Monday 23 July 2012

All revved up with nowhere to struggle

Woke up this morning and dunno if it was because of some dream I was having or what, but I had a feeling of having to brace myself for the day. Lay there in silence remembering what I was doing today (going to the doctors) and wondered what had set off this notion of an impending struggle. There was after all, nothing on the agenda that would infer a struggle to get through it. So why was I feeling like this?

It was as if my body was setting itself up again for another day. Like it was on the starting blocks, muscles tensing, preparing to battle the odds. Perhaps there was something subconscious as well involved, and more than just a physical response there was an internal mental procedure happening. All of this in preparedness for another day of struggle. The only thing was that there was nothing to be struggling against.

Well nothing other than the usual fatigue of HIV, the slight vacantness from the happy pills for a couple of hours in the morning, the what appears to be a constantly aching back and neck, and other niggling little worries like that. But nothing on a grand scale, like having to lift tonnes of paper in a day, taking painkillers all day for my back, dealing with the bullshit that was a constant flowing entity out of the office's. Or trying to get a bank to be reasonable that I owed $25,000 to (BTW, I've still  not heard anything from the stupid bank, it being 3 weeks now since it was contacted by the $guru telling them I was able to pay them now).

Given the absence of impending doom on any grand scale, I thought it best to try and convince my head and body that there was in fact nothing hard to do today, and to relax FFS! It's like everything was revving up to go, and there was nowhere to go. Sort of like an open space of non-struggle. A struggle free zone. 

I guess this is a period of transition between all that shit I've been dealing with the last 12 months or so, and suddenly not having to any more.

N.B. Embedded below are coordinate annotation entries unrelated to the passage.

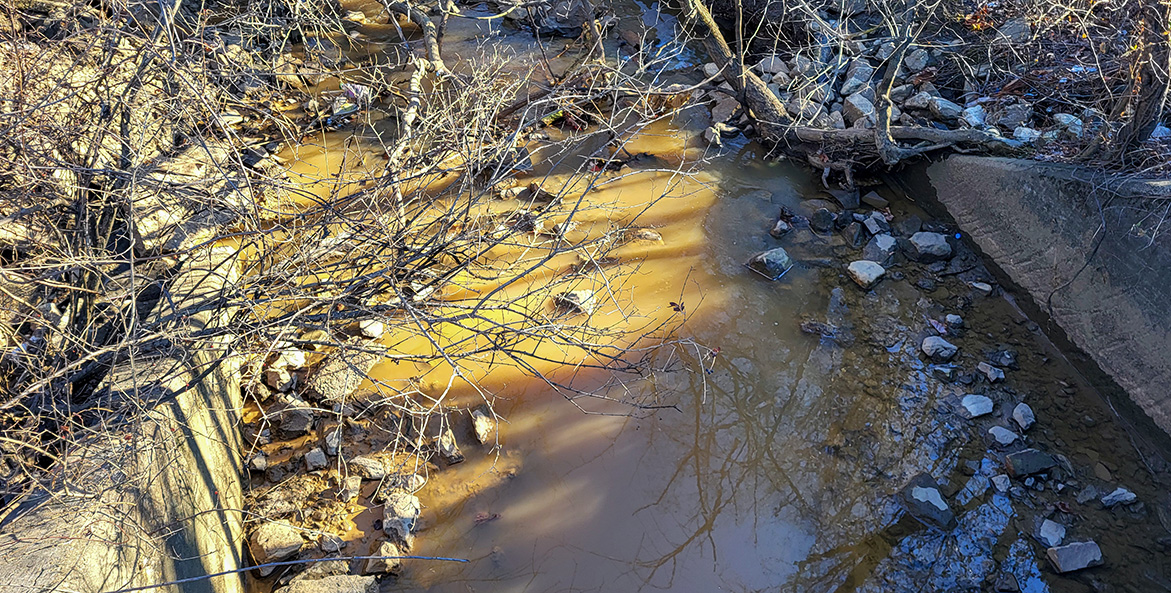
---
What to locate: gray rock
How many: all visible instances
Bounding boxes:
[1013,402,1036,430]
[382,490,422,541]
[1038,519,1066,547]
[747,247,793,280]
[308,338,383,403]
[337,476,362,503]
[988,427,1020,445]
[862,212,890,234]
[326,425,342,457]
[358,319,386,340]
[903,91,934,109]
[248,522,304,575]
[768,219,793,239]
[349,457,386,479]
[1102,486,1138,509]
[992,473,1013,493]
[968,282,992,297]
[304,447,329,471]
[890,84,926,105]
[436,427,464,465]
[903,47,931,73]
[862,233,898,265]
[1045,541,1102,572]
[899,473,956,530]
[1013,125,1041,144]
[855,191,890,210]
[906,231,952,264]
[809,207,834,233]
[1053,114,1086,138]
[959,394,993,420]
[920,335,959,362]
[824,190,862,210]
[842,93,876,125]
[845,259,886,291]
[362,541,406,574]
[975,362,1005,383]
[553,289,597,315]
[1005,449,1057,478]
[278,574,378,593]
[927,97,964,122]
[959,105,988,128]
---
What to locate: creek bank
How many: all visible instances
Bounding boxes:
[748,173,1171,588]
[900,156,1171,442]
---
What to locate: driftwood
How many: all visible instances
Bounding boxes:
[684,0,1021,184]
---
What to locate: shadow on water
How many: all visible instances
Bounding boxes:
[251,2,1171,593]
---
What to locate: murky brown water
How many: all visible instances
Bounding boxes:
[242,5,1171,592]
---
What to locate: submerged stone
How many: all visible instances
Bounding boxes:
[1005,449,1057,477]
[1038,519,1066,547]
[845,259,886,291]
[899,473,956,530]
[1102,486,1138,509]
[959,394,993,420]
[747,247,793,280]
[920,335,959,362]
[1013,402,1036,430]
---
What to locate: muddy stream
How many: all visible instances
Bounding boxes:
[242,5,1171,593]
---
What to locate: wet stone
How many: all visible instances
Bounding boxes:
[960,394,993,420]
[862,233,897,264]
[1013,402,1036,430]
[862,212,890,234]
[809,207,834,233]
[362,541,405,574]
[1102,486,1138,509]
[992,473,1013,493]
[988,427,1020,445]
[842,223,865,247]
[748,247,793,280]
[349,457,386,479]
[248,522,304,575]
[906,231,952,264]
[382,490,422,541]
[1005,449,1057,478]
[975,362,1005,383]
[768,220,793,239]
[920,335,959,362]
[899,473,956,530]
[279,574,378,593]
[1036,519,1066,547]
[862,191,890,210]
[845,259,886,291]
[1046,541,1102,572]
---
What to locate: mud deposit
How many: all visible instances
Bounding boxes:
[240,4,1171,593]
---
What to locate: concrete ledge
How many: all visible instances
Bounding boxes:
[918,156,1171,434]
[0,243,244,593]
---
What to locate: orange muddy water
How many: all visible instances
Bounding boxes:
[242,5,1171,593]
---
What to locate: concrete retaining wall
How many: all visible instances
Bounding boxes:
[904,156,1171,436]
[0,241,244,593]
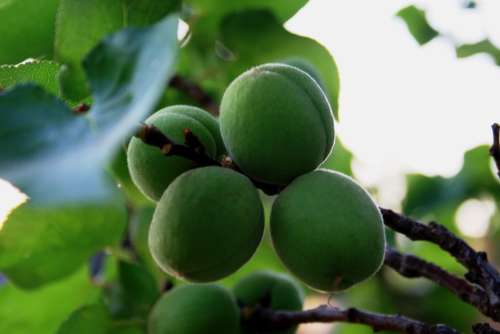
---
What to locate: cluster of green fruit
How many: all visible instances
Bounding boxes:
[128,64,385,291]
[148,271,304,334]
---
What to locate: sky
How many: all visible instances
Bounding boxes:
[0,0,500,221]
[286,0,500,183]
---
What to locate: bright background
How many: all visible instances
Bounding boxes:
[0,0,500,333]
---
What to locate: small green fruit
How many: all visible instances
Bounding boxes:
[233,271,304,334]
[271,170,385,291]
[163,105,226,157]
[127,105,220,201]
[220,64,334,185]
[149,167,264,282]
[148,284,240,334]
[283,58,325,91]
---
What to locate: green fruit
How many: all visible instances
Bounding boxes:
[163,105,226,157]
[127,106,218,201]
[148,284,240,334]
[283,58,325,91]
[220,64,335,185]
[149,167,264,282]
[271,170,385,291]
[233,271,304,334]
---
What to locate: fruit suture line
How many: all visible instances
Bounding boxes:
[136,124,500,334]
[490,123,500,177]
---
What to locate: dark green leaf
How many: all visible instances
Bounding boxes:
[0,266,100,334]
[57,304,145,334]
[0,0,59,64]
[396,5,439,45]
[456,39,500,66]
[55,0,180,100]
[0,17,177,288]
[222,11,339,118]
[0,60,59,95]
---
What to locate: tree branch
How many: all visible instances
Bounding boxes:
[472,324,500,334]
[490,123,500,177]
[380,208,500,314]
[135,124,282,195]
[169,74,219,116]
[243,305,458,334]
[136,124,219,167]
[384,247,500,321]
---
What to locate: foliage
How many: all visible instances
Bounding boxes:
[0,0,500,334]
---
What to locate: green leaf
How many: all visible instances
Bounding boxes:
[396,5,439,45]
[185,0,307,34]
[57,304,145,334]
[0,0,59,64]
[105,261,160,321]
[221,11,339,118]
[0,60,59,95]
[456,39,500,66]
[110,147,149,207]
[403,145,500,237]
[0,266,100,334]
[55,0,180,100]
[0,17,177,288]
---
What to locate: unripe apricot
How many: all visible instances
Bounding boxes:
[283,58,325,91]
[127,105,220,201]
[220,64,334,185]
[149,167,264,282]
[233,271,304,334]
[148,284,240,334]
[271,170,385,291]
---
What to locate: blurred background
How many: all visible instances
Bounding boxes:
[0,0,500,334]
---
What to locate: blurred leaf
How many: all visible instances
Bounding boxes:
[221,11,339,118]
[0,201,126,288]
[185,0,308,34]
[396,5,439,45]
[0,264,100,334]
[0,60,59,95]
[55,0,180,101]
[110,148,149,207]
[105,261,160,321]
[403,145,500,216]
[0,0,59,64]
[57,304,145,334]
[0,17,177,288]
[456,39,500,66]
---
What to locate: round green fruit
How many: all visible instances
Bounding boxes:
[149,167,264,282]
[283,58,325,91]
[148,284,240,334]
[127,105,219,201]
[220,64,335,185]
[163,105,226,157]
[271,170,385,291]
[233,271,304,334]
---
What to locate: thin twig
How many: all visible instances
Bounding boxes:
[472,323,500,334]
[135,124,282,195]
[169,74,219,116]
[490,123,500,177]
[136,124,219,167]
[243,305,458,334]
[380,208,500,313]
[384,247,500,321]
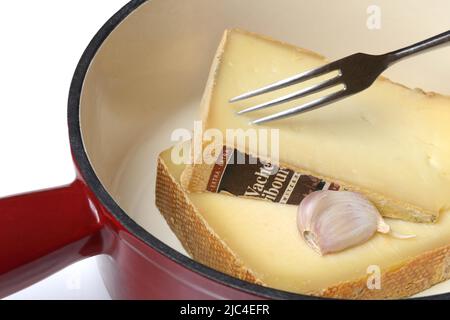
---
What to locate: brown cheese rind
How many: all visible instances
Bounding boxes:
[156,158,263,284]
[156,152,450,299]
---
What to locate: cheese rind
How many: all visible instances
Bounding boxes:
[156,150,450,299]
[202,30,450,222]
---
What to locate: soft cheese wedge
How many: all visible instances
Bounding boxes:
[202,30,450,222]
[156,150,450,299]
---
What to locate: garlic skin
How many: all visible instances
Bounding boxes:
[297,190,398,255]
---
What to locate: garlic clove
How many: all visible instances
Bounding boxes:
[297,190,410,255]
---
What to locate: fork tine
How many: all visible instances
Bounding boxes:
[237,75,340,114]
[229,61,337,103]
[250,89,349,124]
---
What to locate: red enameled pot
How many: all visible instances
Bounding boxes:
[0,0,450,299]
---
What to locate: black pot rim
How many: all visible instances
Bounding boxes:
[68,0,450,300]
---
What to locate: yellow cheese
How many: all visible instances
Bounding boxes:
[156,150,450,298]
[202,30,450,221]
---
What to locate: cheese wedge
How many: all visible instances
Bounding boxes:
[156,150,450,299]
[202,30,450,222]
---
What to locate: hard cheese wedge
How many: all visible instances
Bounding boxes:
[202,30,450,222]
[156,150,450,299]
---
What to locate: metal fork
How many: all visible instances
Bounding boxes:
[230,30,450,124]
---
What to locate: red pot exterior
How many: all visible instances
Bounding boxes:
[0,169,255,299]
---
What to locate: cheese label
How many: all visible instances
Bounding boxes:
[206,147,341,205]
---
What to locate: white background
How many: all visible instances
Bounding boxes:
[0,0,128,299]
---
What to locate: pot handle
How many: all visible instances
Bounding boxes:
[0,180,103,298]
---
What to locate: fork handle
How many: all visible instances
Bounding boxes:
[386,30,450,65]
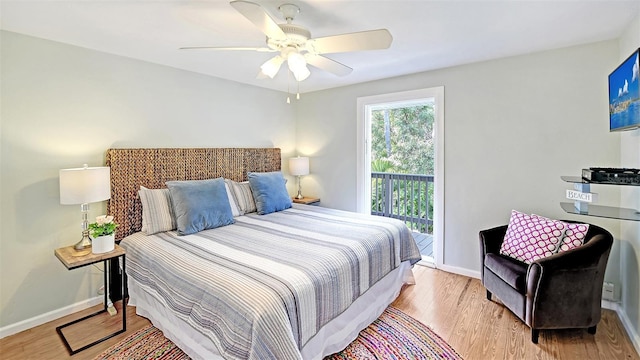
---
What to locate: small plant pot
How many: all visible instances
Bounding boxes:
[91,234,116,254]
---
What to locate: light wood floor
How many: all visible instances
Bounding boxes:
[0,266,640,360]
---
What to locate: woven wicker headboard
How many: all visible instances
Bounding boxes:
[106,148,281,240]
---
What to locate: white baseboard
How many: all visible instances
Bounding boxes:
[602,300,640,355]
[438,265,640,354]
[0,295,104,339]
[438,264,480,279]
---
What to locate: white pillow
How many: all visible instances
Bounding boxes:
[138,186,176,235]
[225,179,256,215]
[224,180,240,217]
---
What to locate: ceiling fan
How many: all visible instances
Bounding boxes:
[180,0,393,81]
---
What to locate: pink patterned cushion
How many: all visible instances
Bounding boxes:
[558,223,589,252]
[500,210,566,264]
[531,214,589,253]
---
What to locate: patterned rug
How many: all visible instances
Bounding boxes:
[94,306,462,360]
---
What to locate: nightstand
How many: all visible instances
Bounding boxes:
[55,245,127,355]
[292,196,320,206]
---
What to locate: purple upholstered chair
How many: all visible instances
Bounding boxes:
[480,220,613,344]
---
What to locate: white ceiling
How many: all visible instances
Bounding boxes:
[0,0,640,93]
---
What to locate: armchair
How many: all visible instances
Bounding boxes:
[479,220,613,344]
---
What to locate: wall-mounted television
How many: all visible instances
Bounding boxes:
[609,48,640,131]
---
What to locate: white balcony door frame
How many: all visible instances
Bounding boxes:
[356,86,444,267]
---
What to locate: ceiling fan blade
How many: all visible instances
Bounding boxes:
[305,55,353,76]
[230,0,287,40]
[307,29,393,54]
[179,46,277,52]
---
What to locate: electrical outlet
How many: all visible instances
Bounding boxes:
[602,282,615,301]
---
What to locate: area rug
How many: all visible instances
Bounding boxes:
[94,306,462,360]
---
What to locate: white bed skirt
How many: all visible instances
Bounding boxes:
[127,261,415,360]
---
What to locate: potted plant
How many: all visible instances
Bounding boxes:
[89,215,118,254]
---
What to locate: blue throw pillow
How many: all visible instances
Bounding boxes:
[247,171,291,215]
[166,178,235,235]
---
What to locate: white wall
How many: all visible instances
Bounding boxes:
[618,14,640,352]
[296,41,620,274]
[0,32,295,328]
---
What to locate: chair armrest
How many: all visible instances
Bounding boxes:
[479,225,508,256]
[478,225,508,284]
[525,234,613,328]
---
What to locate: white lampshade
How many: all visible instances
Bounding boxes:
[289,156,309,176]
[260,55,284,79]
[287,52,307,73]
[60,165,111,205]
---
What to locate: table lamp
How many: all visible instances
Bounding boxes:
[60,164,111,250]
[289,156,309,199]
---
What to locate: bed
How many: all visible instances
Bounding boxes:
[106,148,420,359]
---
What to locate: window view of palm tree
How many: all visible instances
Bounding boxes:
[371,103,434,256]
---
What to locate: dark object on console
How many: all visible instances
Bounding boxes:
[480,220,613,344]
[582,167,640,185]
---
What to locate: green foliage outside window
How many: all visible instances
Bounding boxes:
[371,105,434,233]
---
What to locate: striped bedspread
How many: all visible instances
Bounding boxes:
[120,204,420,359]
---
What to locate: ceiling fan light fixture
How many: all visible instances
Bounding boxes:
[287,52,307,73]
[260,55,284,79]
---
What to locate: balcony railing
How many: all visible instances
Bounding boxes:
[371,172,434,234]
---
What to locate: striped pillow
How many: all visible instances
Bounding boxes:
[138,186,176,235]
[224,180,240,217]
[224,179,256,215]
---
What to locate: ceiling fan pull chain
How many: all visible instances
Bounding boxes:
[287,70,291,104]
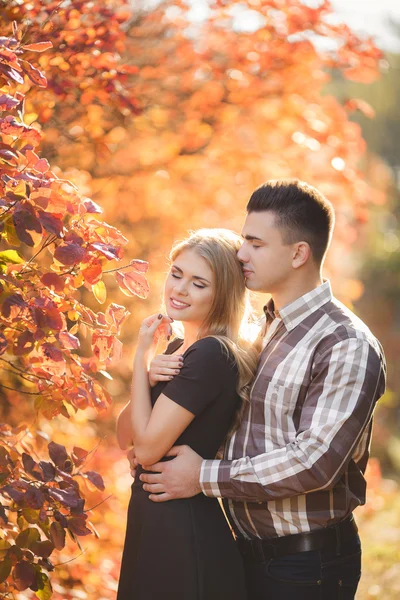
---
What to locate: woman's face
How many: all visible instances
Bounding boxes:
[164,249,215,328]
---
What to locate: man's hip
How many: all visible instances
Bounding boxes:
[238,518,361,600]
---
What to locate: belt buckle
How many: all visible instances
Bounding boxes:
[251,539,265,562]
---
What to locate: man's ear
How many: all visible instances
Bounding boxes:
[292,242,311,269]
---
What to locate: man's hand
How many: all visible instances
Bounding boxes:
[140,446,203,502]
[126,447,138,477]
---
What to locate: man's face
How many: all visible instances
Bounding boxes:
[238,211,295,294]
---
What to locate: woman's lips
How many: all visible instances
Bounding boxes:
[169,298,190,310]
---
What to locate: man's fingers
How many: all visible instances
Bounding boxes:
[139,473,161,483]
[149,493,172,502]
[153,375,173,381]
[143,483,165,494]
[142,462,166,476]
[165,446,185,460]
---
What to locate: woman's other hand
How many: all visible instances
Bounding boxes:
[149,354,183,387]
[137,313,172,356]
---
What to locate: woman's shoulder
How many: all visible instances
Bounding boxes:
[184,336,235,366]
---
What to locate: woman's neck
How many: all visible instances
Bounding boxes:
[180,323,200,352]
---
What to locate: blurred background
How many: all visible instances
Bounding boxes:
[1,0,400,600]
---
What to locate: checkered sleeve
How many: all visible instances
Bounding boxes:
[201,338,385,502]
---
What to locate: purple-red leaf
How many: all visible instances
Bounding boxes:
[84,471,106,492]
[47,442,69,469]
[13,560,36,592]
[54,242,86,267]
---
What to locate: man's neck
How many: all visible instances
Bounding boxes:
[272,274,323,310]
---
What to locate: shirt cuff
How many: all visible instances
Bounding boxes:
[200,460,231,498]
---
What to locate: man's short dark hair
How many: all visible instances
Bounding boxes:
[247,179,335,265]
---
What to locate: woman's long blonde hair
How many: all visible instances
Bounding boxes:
[170,229,257,435]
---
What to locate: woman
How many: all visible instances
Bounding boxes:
[117,229,256,600]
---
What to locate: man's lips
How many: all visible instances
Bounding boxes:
[169,298,190,310]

Have been considering too the last couple of days at what exactly is going on in my head with work. Quite apart from the physical effort involved, there seems to be a major mental block when it comes to the prospect of work. Have been thinking about how the company treated us, me particularly in my last 18 months at the place. We were nothing more than numbers on a page for them. In fact in the meeting where we were all told we were being made redundant, we were referred to as "Units". 

So after 13 years that's what it came down to. I was simply a unit. I wonder if they have any idea how that makes people feel being treated like that. Apparently not. No wonder I'm feeling rather averse to the whole industry now.